Sigaty wins crowd OK over two Eagle Scouts

Political Notebook

September 03, 2006|By Larry Carson

County Council candidate Mary Kay Sigaty, a Democrat running in west Columbia's District 4, got the biggest crowd response last week at a candidates forum in Harper's Choice. The question from education activist Stanley Daniello was: "How can we trust any of you?"

It began when UNcommon, a rival Democratic candidate whose name is Jeffrey L. Underwood, responded that he was probably the only Eagle Scout among the four candidates seeking the seat on the all-male County Council. Democrat Josh Feldmark then said he also had been an Eagle Scout, whereupon Sigaty, the only woman on the panel spoke up.

"I think I'm the only one up here who couldn't be an Eagle Scout. You can trust me because I'm your neighbor," she said to a huge wave of laughter and applause from the standing-room-only crowd of more than 200 people.

Sigaty received some unwanted attention last week from an angry Lee Walker Oxenham, political chairman of the Sierra Club, who said she tried to mislead voters on her literature by using a partial quote from a Sun article.

The Sierra Club endorsed Sigaty's main rival, Feldmark, and Oxenham was quoted July 23 as saying that Sigaty "showed real depth on a range of policy issues - but she is not an environmentalist and has not focused her career on environmental activism. Josh has."

Sigaty used "showed real depth on a range of policy issues" from his quote on her campaign literature, but Oxenham asked that Sigaty not distribute the quotes.

"It was in the midst of a sentence," Oxenham said. "It was an obvious attempt at deceiving the public."

Sigaty said Oxenham "misinterpreted what I did."

"I used the good words about me," she said. "The intent was not to deceive."

Fundraising leader

Democrat Ken Ulman continued his lead in fundraising among the four county executive candidates, though he spent far more than he raised in the latest campaign finance report covering three weeks in August.

Ulman reported raising $21,953, and had $335,734 left Aug. 27. Republican Christopher J. Merdon, who is running unopposed in the primary, collected $4,138.20 in cash during the period and had $278,692 left to spend.

The other two candidates, Democrat Harry M. Dunbar and independent C. Stephen Wallis, were far off that pace, with Dunbar reporting $200 more in contributions and a balance of $364.29. Wallis, who has no primary, raised $1,795 and had $3,152 left in his kitty.

The reports were due Friday.

Ulman's contributions came from 138 people, mostly in small amounts from a $10-a-head family-style picnic. Most of the $99,714 Ulman spent - $86,435 - went to Mission Control Inc., a direct-mail advertising firm in Manchester, Conn.

Merdon, who had 14 contributors, reported $29,848 spent - half on media advertising - between Aug. 8 and 27. In addition to the cash he raised, Merdon reported getting $4,600 worth of campaign help from Sam and Beth Lancelotta, who allowed his campaign to cover a large billboard on U.S. 1 near Route 100 with a campaign sign bearing his picture and name.

Backing Franchot

With Anne Arundel County Executive Janet S. Owens opposing two men in the Sept. 12 Democratic primary for Maryland comptroller, she might hope to benefit from female voters.
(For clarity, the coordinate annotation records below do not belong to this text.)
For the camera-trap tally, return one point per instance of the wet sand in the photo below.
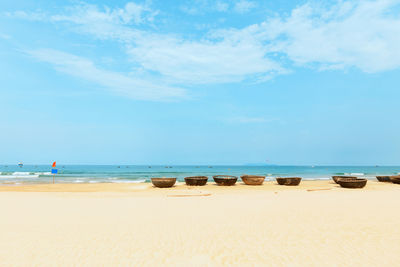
(138, 225)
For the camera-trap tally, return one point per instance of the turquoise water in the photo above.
(12, 174)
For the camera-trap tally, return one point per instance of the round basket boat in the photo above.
(288, 180)
(163, 182)
(336, 178)
(226, 180)
(352, 183)
(395, 179)
(196, 180)
(383, 178)
(252, 179)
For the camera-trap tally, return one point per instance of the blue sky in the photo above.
(200, 82)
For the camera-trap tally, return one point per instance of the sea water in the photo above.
(12, 174)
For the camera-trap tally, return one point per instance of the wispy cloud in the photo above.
(117, 83)
(244, 6)
(360, 34)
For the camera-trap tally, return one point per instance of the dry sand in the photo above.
(138, 225)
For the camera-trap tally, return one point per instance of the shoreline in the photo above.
(108, 224)
(147, 186)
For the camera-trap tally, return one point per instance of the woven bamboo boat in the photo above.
(253, 179)
(288, 180)
(225, 180)
(196, 180)
(352, 183)
(336, 178)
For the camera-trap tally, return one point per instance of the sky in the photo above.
(200, 82)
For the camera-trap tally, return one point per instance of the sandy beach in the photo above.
(138, 225)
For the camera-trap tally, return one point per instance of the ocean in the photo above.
(12, 174)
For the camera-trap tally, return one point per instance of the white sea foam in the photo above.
(23, 175)
(354, 173)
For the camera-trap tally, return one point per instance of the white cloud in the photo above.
(118, 83)
(213, 59)
(244, 6)
(132, 13)
(361, 34)
(221, 6)
(203, 62)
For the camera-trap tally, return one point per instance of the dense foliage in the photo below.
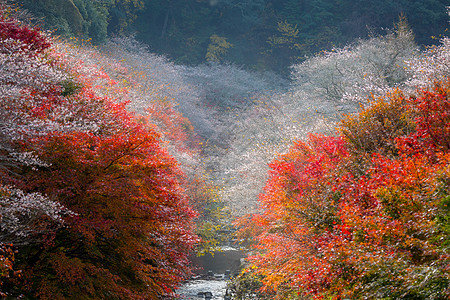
(258, 33)
(363, 213)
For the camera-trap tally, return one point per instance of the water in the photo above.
(190, 290)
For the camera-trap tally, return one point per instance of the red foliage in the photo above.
(350, 224)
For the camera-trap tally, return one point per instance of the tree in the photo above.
(361, 221)
(81, 175)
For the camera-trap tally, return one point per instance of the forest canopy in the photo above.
(264, 34)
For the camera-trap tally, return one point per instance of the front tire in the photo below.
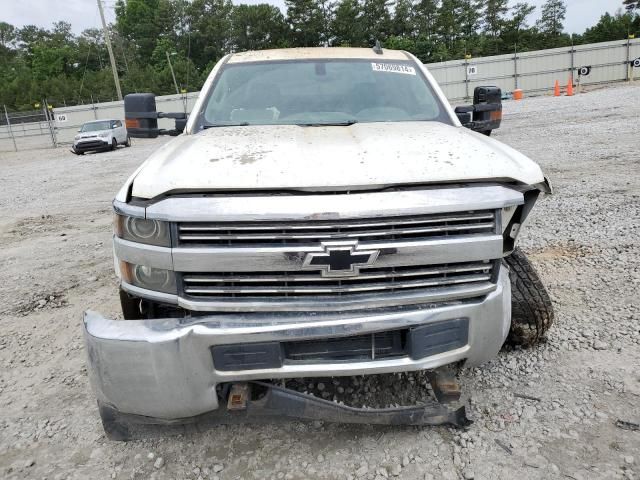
(531, 307)
(114, 429)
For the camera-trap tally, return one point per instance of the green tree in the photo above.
(376, 20)
(8, 35)
(613, 27)
(256, 27)
(211, 27)
(426, 14)
(402, 24)
(143, 22)
(552, 16)
(306, 23)
(494, 17)
(516, 28)
(347, 29)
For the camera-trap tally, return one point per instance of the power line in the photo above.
(112, 59)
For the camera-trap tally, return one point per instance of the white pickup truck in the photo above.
(324, 212)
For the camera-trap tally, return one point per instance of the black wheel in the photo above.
(113, 427)
(130, 306)
(531, 308)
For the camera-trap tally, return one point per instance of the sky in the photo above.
(83, 14)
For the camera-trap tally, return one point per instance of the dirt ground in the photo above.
(549, 412)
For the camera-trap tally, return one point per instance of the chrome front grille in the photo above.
(311, 284)
(416, 227)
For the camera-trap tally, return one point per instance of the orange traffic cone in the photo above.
(570, 87)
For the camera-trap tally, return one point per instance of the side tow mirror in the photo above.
(141, 117)
(485, 114)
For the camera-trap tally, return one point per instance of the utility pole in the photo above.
(172, 72)
(111, 57)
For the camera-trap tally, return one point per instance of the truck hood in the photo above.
(366, 155)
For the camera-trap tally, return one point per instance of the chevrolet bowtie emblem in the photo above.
(340, 259)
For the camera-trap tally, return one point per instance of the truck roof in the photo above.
(316, 53)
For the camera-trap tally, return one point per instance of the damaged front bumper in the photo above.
(167, 369)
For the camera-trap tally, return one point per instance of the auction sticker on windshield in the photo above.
(393, 68)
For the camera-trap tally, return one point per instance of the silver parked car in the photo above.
(100, 135)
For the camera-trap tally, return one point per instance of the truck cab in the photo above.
(322, 213)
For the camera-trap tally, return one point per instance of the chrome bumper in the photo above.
(164, 368)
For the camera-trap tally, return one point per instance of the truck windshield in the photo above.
(96, 126)
(327, 92)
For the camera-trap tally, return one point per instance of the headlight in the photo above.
(507, 215)
(150, 278)
(143, 230)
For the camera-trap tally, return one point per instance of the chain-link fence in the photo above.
(27, 130)
(534, 72)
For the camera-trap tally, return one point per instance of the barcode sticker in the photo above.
(393, 68)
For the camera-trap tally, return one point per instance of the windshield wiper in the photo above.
(344, 123)
(217, 125)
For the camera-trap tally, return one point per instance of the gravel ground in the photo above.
(548, 412)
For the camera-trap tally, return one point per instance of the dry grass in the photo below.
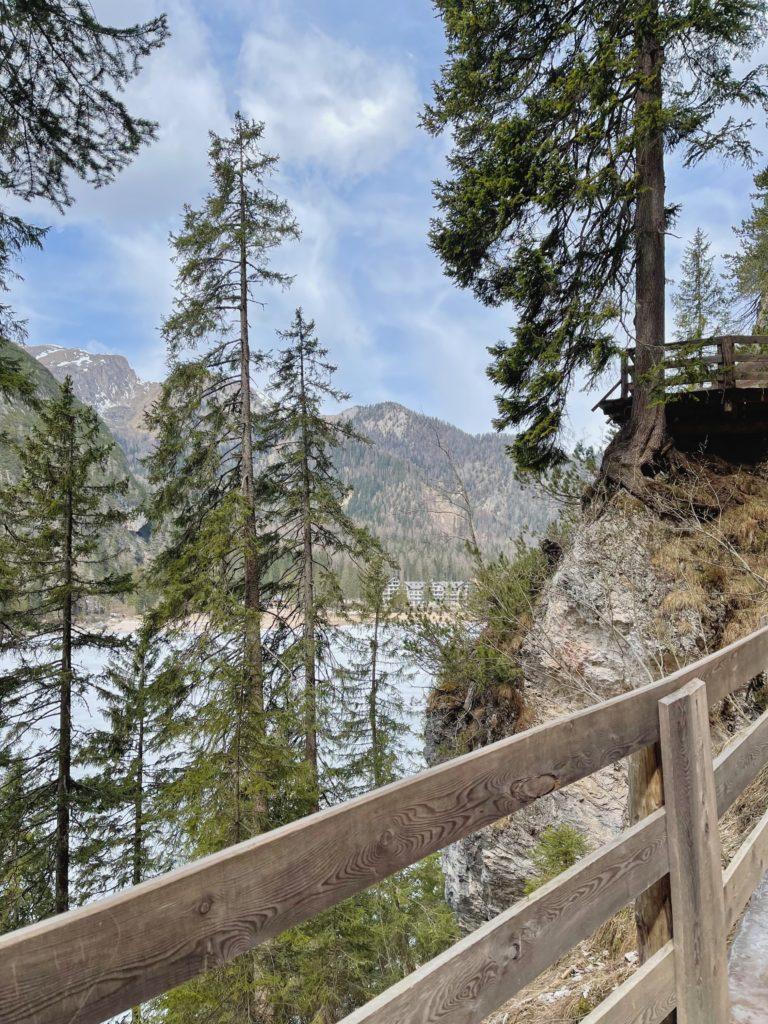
(580, 981)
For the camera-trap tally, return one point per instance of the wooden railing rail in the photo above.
(91, 964)
(721, 363)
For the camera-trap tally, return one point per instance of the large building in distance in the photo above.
(450, 593)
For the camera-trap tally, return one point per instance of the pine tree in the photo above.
(53, 522)
(699, 302)
(372, 741)
(561, 115)
(309, 507)
(61, 72)
(133, 760)
(209, 497)
(749, 267)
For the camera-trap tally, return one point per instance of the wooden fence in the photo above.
(88, 965)
(712, 364)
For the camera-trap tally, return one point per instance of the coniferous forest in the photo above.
(264, 539)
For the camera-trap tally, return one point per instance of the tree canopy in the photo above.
(61, 116)
(560, 115)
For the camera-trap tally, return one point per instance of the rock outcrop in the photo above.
(617, 612)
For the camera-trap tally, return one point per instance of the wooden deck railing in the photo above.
(88, 965)
(712, 364)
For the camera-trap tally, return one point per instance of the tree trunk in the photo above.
(374, 702)
(633, 453)
(65, 708)
(137, 852)
(308, 603)
(253, 656)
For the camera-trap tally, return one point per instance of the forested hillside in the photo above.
(409, 487)
(406, 484)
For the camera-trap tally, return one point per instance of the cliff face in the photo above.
(636, 594)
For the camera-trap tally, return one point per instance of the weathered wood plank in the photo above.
(98, 961)
(478, 974)
(736, 766)
(646, 997)
(745, 870)
(695, 873)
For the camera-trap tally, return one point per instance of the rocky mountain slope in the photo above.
(110, 384)
(638, 591)
(406, 485)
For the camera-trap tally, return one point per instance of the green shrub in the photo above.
(558, 849)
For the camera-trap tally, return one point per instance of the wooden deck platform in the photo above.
(715, 390)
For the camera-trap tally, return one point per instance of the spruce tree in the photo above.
(53, 521)
(209, 496)
(561, 116)
(309, 508)
(371, 744)
(749, 266)
(61, 72)
(134, 761)
(699, 302)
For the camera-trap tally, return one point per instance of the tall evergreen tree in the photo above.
(309, 508)
(133, 759)
(561, 115)
(700, 301)
(53, 522)
(749, 266)
(374, 733)
(208, 494)
(61, 72)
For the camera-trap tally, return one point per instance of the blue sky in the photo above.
(340, 84)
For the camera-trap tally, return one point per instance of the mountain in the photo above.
(16, 417)
(15, 421)
(110, 384)
(415, 482)
(404, 485)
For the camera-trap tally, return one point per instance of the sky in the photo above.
(340, 85)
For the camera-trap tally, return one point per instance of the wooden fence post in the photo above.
(695, 869)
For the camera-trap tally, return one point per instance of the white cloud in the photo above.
(328, 102)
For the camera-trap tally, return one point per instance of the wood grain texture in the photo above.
(694, 853)
(646, 997)
(478, 974)
(93, 963)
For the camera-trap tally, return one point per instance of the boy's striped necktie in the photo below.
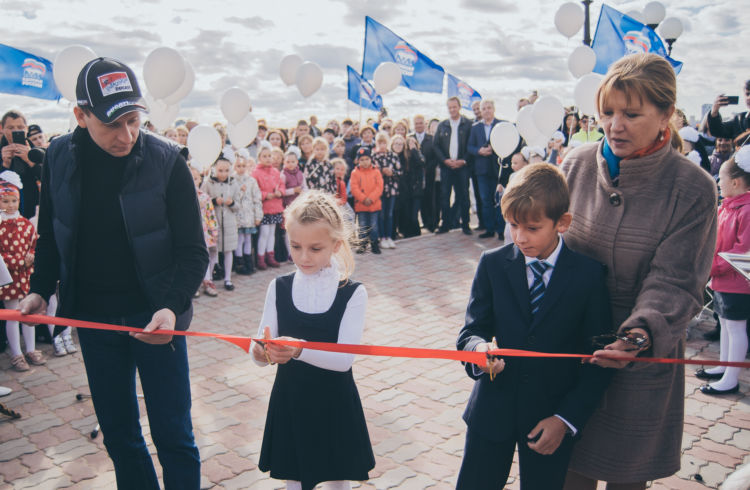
(536, 292)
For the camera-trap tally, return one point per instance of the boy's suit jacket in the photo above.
(574, 308)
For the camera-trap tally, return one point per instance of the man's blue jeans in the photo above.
(111, 359)
(487, 187)
(458, 180)
(368, 225)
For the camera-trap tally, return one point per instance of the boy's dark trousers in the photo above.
(486, 464)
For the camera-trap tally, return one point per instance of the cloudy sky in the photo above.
(503, 48)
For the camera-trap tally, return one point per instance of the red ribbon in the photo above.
(479, 358)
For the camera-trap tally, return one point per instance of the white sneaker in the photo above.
(59, 346)
(69, 345)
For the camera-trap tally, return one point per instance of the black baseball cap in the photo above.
(109, 89)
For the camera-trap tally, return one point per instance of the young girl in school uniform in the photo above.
(315, 428)
(731, 290)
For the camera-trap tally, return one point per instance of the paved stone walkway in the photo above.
(418, 295)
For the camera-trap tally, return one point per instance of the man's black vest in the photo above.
(142, 202)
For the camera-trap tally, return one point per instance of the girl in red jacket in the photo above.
(271, 189)
(731, 290)
(17, 239)
(366, 186)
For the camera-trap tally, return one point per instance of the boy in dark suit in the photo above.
(534, 294)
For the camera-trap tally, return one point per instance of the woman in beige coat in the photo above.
(649, 215)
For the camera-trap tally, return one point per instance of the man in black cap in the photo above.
(120, 229)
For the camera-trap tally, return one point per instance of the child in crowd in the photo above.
(277, 158)
(517, 162)
(271, 189)
(294, 182)
(538, 295)
(305, 146)
(224, 193)
(319, 171)
(390, 168)
(366, 185)
(210, 232)
(731, 290)
(339, 149)
(249, 214)
(17, 241)
(315, 427)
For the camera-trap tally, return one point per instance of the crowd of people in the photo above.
(133, 244)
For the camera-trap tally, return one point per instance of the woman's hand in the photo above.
(626, 351)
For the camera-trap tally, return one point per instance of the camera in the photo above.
(19, 137)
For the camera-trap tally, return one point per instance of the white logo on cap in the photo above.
(112, 83)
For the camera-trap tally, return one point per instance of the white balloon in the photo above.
(235, 104)
(288, 68)
(163, 72)
(243, 133)
(186, 87)
(68, 64)
(387, 77)
(161, 114)
(204, 144)
(585, 93)
(504, 138)
(569, 19)
(548, 114)
(654, 12)
(525, 124)
(309, 78)
(581, 61)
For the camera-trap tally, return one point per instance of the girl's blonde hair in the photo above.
(316, 206)
(383, 136)
(320, 141)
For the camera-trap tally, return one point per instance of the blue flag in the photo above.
(419, 72)
(22, 73)
(361, 92)
(462, 90)
(618, 35)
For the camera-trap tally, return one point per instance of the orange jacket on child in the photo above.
(364, 183)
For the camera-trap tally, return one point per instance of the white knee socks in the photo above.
(736, 350)
(14, 336)
(266, 239)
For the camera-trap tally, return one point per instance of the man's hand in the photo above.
(8, 154)
(497, 364)
(552, 430)
(163, 319)
(33, 304)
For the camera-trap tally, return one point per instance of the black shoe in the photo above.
(714, 334)
(702, 374)
(375, 247)
(707, 390)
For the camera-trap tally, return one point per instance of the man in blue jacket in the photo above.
(486, 167)
(120, 229)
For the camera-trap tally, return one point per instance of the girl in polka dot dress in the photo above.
(17, 240)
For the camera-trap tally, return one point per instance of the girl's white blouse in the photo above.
(315, 293)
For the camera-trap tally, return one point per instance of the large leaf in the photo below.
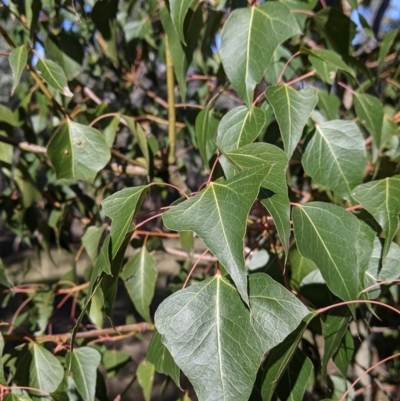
(83, 363)
(335, 157)
(249, 39)
(45, 371)
(210, 333)
(382, 199)
(17, 59)
(122, 207)
(78, 151)
(240, 127)
(292, 109)
(53, 75)
(140, 278)
(218, 216)
(327, 234)
(370, 112)
(274, 195)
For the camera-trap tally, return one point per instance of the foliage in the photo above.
(259, 137)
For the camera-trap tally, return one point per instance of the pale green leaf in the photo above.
(179, 9)
(370, 113)
(335, 157)
(382, 199)
(78, 151)
(248, 41)
(17, 59)
(140, 278)
(145, 375)
(272, 162)
(45, 371)
(292, 109)
(83, 363)
(160, 357)
(54, 76)
(122, 207)
(240, 127)
(218, 216)
(210, 334)
(327, 234)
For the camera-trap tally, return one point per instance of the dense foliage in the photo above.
(256, 142)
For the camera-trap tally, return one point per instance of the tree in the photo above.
(253, 131)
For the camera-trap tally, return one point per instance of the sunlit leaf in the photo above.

But a group of 30 Howard County women, led by Del. Elizabeth Bobo, gathered last week at the central library in Columbia to pledge their support to a more liberal male candidate, Montgomery County Del. Peter Franchot, who is running against the centrist Owens and incumbent Democrat William Donald Schaefer.

Schaefer has outraged some Democrats with his public comments and behavior on the powerful, three-member Board of Public Works and for his support on the board for Republican Gov. Robert L. Ehrlich Jr.

"The comptroller does more than collect taxes," Bobo told the group.

In addition to overseeing state pensions, the comptroller wields a sometimes crucial vote on the board, which must vote on every state contract. The board, made up of the governor, the comptroller and the state treasurer, has the power to cut state spending by up to 25 percent without General Assembly approval.

"He is outspoken, though he treats everyone with respect," Bobo said about Franchot. "He's willing to go out on a limb. He's very independent. Boy, do we need that."

Politics and credit

All seemed happiness and celebration Aug. 27 as hundreds of parents, children, and county officials gathered for the ribbon cutting to open Howard County's newest school, Dayton Oaks Elementary.

But just beneath the public display of pleasure and excitement lurked some old political sore spots that had Democrats grumbling about Republicans taking credit for new schools that some claim they did not support. Republicans said the complaints are not true.